It may be the beginning of justice for those who lost their lives when prophet TB Joshua's illegal multi-storey building collapsed in September of last year. Three weeks ago, he had prayed the courts in Lagos, Nigeria to throw out the coroner's court findings and therefore not consider him liable for the deaths of innocent, albeit gullible, miracle seekers.
The court, of course, threw out his ludicrous request and the presiding judge described it as "ungrantable." Most of those who died were from South Africa.
Mr Joshua has been absent from the pulpit in his church for nearly six months, and may not be physically present tomorrow at the arraignment. His last public appearance was at the inauguration of Tanzania's recently elected president, whose electoral victory he purportedly foresaw. Mr Joshua's absence tomorrow is certainly a cause for concern and it may just be that this whole judicial process is a sham.
I have promised to keep a close eye on this, and I am prepared for anything, this being Nigeria. South Africa, whose citizens made up majority of the victims, has been deafeningly silent in this whole matter, and has quietly buried its dead and moved on. No one has talked about justice for the victims. Mr Joshua's sense of impunity is founded on the premise of his prominence as a renowned and well connected christian preacher. His followers have absolved him of all blame and continue to insist that a UFO caused the building to collapse.

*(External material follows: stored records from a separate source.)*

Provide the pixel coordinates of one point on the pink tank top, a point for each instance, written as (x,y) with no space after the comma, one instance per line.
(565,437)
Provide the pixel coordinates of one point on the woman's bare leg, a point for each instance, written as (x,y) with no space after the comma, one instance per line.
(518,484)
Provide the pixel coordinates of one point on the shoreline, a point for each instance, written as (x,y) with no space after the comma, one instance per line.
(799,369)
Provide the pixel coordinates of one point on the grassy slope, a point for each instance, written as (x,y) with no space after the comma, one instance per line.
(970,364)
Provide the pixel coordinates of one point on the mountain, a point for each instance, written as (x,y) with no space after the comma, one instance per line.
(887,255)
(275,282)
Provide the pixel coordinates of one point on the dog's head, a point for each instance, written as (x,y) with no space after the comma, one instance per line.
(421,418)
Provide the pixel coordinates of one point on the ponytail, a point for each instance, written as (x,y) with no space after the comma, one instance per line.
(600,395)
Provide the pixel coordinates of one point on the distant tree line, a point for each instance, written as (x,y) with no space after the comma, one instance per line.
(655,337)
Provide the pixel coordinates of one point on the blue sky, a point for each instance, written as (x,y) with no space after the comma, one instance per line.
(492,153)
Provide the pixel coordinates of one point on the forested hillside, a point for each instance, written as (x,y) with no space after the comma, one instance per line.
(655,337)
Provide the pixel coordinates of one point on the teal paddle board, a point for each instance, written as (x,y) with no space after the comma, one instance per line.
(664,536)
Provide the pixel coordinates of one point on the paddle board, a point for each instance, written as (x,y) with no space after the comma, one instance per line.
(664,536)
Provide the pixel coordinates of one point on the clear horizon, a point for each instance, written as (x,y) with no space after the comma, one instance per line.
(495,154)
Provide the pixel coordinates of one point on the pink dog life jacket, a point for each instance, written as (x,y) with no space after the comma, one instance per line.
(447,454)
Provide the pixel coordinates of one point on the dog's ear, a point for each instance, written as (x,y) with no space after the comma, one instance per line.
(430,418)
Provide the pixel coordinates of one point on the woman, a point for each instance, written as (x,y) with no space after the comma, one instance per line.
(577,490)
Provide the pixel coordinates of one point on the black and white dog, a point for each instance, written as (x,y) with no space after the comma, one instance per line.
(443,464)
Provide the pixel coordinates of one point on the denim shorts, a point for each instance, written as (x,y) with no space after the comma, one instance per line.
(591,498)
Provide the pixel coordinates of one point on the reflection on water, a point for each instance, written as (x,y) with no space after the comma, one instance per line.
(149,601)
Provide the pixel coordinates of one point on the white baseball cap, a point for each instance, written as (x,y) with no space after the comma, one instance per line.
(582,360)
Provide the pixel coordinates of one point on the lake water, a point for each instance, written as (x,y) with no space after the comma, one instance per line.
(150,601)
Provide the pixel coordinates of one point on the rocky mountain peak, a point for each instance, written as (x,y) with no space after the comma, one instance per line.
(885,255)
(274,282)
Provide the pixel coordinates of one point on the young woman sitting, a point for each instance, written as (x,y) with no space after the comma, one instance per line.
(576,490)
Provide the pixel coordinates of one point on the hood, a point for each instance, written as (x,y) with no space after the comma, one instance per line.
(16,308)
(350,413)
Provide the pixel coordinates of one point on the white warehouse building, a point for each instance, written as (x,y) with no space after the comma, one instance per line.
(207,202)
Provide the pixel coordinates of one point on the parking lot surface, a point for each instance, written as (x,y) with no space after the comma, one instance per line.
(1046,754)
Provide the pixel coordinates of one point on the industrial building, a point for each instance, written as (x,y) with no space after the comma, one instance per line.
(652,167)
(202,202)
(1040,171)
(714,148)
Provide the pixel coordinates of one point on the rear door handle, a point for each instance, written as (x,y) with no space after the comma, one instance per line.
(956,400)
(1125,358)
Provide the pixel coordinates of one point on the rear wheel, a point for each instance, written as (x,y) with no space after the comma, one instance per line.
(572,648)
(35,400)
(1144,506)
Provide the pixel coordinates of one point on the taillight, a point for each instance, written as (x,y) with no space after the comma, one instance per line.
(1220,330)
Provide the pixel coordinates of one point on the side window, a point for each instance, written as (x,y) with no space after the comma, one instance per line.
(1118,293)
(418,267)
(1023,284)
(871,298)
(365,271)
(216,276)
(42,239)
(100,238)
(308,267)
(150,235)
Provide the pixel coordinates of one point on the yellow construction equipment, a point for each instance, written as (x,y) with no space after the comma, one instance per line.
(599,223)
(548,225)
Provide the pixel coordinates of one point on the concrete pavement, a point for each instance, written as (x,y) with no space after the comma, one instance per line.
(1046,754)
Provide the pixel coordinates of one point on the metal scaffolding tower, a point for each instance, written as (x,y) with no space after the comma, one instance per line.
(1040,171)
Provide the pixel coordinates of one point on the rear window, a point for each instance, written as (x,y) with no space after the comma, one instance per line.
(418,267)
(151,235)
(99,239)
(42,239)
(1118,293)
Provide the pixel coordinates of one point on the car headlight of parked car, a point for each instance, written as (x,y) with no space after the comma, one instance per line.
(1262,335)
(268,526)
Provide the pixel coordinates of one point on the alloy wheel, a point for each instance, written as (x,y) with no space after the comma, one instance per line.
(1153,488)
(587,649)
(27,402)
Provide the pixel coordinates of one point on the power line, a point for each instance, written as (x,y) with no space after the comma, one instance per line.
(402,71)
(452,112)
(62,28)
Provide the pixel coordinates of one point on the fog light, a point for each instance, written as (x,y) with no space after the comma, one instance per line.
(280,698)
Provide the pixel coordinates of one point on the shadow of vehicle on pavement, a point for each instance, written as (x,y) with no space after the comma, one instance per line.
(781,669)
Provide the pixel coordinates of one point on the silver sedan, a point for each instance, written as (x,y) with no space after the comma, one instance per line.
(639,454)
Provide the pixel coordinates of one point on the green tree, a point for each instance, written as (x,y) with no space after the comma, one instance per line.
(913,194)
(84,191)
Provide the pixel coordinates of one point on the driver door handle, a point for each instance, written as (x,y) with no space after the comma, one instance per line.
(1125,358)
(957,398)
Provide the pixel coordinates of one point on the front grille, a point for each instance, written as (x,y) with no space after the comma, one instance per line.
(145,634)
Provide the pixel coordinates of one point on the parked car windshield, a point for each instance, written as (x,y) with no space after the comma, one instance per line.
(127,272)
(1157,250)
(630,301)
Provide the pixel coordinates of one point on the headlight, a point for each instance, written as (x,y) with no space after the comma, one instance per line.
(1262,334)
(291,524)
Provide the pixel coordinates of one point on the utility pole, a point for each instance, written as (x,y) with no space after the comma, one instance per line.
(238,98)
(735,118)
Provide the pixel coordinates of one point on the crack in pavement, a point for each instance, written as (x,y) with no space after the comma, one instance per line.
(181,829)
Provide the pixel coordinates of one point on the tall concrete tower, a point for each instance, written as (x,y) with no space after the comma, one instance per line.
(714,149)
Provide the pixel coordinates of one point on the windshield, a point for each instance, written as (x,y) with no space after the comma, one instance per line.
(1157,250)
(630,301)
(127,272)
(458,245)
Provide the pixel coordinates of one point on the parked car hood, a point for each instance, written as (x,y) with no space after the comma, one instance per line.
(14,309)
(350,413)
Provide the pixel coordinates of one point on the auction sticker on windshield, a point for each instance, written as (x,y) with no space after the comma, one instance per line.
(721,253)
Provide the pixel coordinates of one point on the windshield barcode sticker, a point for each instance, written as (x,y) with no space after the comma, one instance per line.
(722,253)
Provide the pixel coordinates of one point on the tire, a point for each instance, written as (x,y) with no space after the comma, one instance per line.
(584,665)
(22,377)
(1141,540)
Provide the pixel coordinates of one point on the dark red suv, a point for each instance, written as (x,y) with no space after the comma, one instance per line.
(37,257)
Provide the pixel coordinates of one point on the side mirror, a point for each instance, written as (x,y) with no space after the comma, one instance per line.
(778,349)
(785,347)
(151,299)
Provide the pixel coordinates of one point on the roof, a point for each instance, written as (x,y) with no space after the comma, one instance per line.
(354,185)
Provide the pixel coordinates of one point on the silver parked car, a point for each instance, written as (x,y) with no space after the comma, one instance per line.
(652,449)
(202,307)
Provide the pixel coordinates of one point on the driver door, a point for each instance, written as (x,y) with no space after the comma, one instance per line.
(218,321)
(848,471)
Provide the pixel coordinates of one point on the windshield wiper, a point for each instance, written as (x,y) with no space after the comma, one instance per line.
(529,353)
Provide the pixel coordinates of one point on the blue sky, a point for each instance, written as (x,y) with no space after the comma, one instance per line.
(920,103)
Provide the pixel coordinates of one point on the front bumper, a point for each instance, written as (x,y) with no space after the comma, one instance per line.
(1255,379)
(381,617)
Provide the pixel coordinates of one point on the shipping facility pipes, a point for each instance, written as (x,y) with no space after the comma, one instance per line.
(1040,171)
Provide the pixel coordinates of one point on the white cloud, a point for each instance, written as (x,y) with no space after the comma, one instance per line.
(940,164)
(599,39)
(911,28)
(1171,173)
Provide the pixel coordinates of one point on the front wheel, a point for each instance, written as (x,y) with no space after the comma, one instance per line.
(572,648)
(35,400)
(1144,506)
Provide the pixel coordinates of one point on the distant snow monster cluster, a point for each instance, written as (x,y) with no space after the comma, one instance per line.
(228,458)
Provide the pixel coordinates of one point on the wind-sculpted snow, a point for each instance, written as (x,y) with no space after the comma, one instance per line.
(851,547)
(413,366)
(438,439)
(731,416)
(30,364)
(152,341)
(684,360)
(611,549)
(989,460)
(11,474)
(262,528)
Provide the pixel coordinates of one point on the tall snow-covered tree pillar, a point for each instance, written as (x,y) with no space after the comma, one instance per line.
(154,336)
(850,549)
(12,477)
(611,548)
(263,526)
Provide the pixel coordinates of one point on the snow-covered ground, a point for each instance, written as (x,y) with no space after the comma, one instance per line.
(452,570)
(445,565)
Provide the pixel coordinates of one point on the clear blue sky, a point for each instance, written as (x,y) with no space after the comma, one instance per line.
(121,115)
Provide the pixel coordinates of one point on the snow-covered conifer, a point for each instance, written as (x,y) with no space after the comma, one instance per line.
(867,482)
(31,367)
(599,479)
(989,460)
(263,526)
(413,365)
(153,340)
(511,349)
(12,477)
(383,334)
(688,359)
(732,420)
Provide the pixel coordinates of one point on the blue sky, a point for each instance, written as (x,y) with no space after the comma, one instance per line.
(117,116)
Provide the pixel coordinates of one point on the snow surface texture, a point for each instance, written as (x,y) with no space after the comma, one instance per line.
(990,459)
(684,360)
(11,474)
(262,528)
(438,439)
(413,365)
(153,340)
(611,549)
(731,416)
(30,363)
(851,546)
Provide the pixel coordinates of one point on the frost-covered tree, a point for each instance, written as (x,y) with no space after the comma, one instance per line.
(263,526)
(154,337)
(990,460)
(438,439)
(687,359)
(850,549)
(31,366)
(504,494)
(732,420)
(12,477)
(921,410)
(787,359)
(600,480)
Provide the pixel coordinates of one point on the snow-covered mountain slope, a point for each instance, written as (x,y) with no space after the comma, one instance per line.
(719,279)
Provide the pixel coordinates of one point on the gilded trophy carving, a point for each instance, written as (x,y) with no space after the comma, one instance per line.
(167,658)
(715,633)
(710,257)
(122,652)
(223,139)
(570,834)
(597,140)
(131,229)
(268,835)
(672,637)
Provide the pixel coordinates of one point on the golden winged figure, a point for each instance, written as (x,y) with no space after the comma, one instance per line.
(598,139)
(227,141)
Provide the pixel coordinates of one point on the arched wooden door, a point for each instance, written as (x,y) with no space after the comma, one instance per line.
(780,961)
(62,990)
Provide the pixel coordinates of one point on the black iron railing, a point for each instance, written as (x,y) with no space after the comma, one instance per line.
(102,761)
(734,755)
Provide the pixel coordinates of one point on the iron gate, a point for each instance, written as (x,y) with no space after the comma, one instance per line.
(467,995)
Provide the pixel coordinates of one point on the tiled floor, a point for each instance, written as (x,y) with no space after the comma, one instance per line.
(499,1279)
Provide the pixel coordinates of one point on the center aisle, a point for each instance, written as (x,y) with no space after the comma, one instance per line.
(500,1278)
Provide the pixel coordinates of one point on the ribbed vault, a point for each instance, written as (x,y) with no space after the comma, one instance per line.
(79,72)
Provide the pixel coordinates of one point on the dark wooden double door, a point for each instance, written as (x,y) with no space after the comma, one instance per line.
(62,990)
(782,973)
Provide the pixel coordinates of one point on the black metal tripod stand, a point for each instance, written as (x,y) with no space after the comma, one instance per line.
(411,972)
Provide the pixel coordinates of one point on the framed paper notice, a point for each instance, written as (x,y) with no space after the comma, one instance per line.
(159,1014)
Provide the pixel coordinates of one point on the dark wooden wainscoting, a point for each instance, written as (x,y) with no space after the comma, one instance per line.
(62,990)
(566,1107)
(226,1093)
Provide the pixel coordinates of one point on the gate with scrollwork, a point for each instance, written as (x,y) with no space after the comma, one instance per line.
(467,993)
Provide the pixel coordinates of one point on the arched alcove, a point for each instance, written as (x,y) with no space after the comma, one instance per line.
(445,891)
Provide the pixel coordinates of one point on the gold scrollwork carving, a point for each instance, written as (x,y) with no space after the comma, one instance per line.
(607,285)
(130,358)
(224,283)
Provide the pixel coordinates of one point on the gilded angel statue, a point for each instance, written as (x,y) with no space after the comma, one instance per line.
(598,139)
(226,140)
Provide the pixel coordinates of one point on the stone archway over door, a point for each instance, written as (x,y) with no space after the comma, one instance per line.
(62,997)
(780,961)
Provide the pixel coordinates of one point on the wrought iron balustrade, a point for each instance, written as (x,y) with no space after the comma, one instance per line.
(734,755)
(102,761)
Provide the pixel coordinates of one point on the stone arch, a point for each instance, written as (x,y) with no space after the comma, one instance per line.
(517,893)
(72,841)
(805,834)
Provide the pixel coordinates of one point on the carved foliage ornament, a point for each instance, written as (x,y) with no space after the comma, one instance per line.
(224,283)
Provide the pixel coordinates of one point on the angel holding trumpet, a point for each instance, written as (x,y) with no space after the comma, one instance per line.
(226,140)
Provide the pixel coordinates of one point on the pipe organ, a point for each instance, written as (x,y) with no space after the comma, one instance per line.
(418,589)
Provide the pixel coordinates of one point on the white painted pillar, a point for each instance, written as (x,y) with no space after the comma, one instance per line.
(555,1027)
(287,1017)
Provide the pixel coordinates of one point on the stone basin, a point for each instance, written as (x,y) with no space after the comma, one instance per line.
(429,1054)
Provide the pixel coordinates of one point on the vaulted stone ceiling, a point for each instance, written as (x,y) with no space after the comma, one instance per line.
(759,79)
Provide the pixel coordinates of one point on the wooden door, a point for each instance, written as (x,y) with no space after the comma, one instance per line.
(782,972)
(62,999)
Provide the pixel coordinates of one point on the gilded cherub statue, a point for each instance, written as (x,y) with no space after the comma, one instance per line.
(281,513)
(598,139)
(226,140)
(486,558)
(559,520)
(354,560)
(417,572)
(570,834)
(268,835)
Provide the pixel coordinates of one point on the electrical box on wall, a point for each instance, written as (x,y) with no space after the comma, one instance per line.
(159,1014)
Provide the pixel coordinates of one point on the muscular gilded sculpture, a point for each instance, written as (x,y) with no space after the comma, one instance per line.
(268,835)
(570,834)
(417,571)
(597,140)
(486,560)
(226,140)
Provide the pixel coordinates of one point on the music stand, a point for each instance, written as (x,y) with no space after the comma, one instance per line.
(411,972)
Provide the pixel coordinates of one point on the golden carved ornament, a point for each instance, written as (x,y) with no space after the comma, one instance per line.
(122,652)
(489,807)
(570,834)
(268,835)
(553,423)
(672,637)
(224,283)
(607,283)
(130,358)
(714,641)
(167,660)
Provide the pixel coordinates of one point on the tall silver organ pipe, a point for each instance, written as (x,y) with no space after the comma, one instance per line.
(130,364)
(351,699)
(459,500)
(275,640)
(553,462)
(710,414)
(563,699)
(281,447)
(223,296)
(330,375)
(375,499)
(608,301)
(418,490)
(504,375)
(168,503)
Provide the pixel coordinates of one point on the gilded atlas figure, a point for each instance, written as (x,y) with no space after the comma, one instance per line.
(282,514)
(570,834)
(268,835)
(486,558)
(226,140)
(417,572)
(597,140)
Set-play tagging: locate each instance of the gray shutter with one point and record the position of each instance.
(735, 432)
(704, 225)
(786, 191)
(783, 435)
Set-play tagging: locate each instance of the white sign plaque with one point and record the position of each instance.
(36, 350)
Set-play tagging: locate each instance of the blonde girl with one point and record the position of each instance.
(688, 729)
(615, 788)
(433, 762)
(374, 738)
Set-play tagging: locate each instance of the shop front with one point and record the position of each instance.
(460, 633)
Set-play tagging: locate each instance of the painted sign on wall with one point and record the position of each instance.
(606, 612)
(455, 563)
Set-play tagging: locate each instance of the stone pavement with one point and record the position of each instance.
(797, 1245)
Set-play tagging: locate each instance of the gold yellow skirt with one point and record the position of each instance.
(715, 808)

Tomorrow, those who will appear in court, if they do, will be the engineers who added an extra storey or two to a building whose foundation could not hold the extra weight. They cannot deny that Mr Joshua was privy to their illegal, and fatal, modification. This will certainly be a test of Nigeria's notoriously corrupt judiciary, and also the new administration of president Muhammadu Buhari and his anti-corruption mantra. All we have to do is watch the events as they unfold and pray (not to any god) that justice prevails.